El día en que murió estuve presente, junto a su esposa y uno de mis hermanos. Luego de unas cuantas horas de agonía se agitó un poco y dejo de respirar. Recuerdo la sensación de incredulidad, de angustia. Pero también recuerdo que su expresión había dejado de ser una mueca de dolor. Sentí que por fin había dejado de sufrir y que, sea cuál sea el proceso que ignoramos, algo se libera, se corta, se evapora. Fue la primera vez en mi vida que estuve frente a un cadáver y la clara sensación que experimenté fue la de estar frente a un envase vacio.No era un cuerpo cualquiera, era mi padre, una de las personas con la compartí la mayor parte de mi historia, y sin embargo, no era él. Algo faltaba y es algo que nunca volvio a aparecer.

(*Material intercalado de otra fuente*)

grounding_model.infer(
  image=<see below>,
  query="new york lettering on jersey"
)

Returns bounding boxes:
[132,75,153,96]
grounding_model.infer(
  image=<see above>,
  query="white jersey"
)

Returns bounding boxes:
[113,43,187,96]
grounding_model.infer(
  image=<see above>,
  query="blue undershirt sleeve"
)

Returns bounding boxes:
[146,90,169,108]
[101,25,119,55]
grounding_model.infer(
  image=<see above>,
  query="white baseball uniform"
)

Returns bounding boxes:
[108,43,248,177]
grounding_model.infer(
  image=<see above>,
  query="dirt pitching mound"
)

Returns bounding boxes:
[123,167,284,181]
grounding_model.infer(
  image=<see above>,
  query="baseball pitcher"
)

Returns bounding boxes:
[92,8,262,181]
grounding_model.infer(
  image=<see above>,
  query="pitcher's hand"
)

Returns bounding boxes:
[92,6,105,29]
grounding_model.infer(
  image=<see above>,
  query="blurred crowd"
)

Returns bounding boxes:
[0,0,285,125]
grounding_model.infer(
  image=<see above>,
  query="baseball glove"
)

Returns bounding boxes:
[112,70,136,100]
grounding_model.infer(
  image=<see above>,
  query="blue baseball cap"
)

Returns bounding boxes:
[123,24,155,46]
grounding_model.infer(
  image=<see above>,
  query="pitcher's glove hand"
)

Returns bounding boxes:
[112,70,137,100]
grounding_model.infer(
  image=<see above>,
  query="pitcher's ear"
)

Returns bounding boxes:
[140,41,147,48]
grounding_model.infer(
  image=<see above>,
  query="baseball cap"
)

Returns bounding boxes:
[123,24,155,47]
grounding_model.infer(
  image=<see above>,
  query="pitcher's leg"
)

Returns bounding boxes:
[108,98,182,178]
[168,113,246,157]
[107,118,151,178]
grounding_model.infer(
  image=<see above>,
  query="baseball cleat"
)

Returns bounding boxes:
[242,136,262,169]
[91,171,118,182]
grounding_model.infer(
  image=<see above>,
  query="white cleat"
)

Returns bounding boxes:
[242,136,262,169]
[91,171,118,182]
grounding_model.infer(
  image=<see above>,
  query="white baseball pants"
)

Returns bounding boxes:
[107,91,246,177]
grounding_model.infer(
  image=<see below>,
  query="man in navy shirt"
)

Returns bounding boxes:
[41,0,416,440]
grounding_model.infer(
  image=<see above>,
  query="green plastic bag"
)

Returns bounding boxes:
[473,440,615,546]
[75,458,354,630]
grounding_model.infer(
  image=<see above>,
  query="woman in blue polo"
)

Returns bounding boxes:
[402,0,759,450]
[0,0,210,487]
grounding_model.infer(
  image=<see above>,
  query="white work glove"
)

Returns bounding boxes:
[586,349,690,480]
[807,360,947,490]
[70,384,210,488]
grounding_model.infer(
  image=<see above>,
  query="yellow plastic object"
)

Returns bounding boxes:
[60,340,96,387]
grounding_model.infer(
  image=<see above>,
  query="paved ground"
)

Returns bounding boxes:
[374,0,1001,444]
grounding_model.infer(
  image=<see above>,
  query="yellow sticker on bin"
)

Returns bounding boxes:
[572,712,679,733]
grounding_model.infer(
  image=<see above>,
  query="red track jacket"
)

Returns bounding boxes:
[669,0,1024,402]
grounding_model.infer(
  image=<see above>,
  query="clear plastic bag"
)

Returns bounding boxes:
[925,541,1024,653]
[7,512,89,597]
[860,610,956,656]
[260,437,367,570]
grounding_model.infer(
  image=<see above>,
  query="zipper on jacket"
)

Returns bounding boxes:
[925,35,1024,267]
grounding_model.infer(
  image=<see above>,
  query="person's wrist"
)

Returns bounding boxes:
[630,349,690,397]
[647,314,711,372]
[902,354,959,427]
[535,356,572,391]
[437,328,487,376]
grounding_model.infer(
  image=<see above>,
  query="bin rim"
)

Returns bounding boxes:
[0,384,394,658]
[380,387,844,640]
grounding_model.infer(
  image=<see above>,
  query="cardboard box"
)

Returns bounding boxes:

Esta experiencia me ha dejado mucho más que dolor. No importa cuále sean tus creencias personales respecto a la vida y la muerte, nunca senti tan claramente la certeza de ese "algo más". No soy creyente ni religiosa, de modo que no puedo darle un formato más ordenado al tema pero de seguro muchas personas comprenderán a que me refiero. Una de las cosas de las cuáles mi padre nos hablaba cuando eramos chicos, era acerca de la energía que las personas, los animales, las plantas y las casas traian consigo. Creía en los buenos y malos espiritus y cómo acercarlos o alejarlos de nuestros espacios. Siempre fui el personaje escéptico de la historia pero me encontré a mi misma quemando incienso en las habitaciones la primera noche que pase en el lugar. Sonriendome a mi misma por la ironia me encargué de buscar una buena música para acompañar el improvisado ritual de purificación. ¿Será cierto que las mudanzas movilizan todas las energías y habilitan nuevas puertas? En fin, nada que perder, mucho por descubrir.
Y entre otras cosas acerca de las cuáles ya tendré tiempo de escribir, sentí una necesidad imperiosa de dedicarme a la vida y todo lo que ella trae consigo ya que, sin ninguna duda, cuando el momento llegue, el equipaje permanecerá de este lado.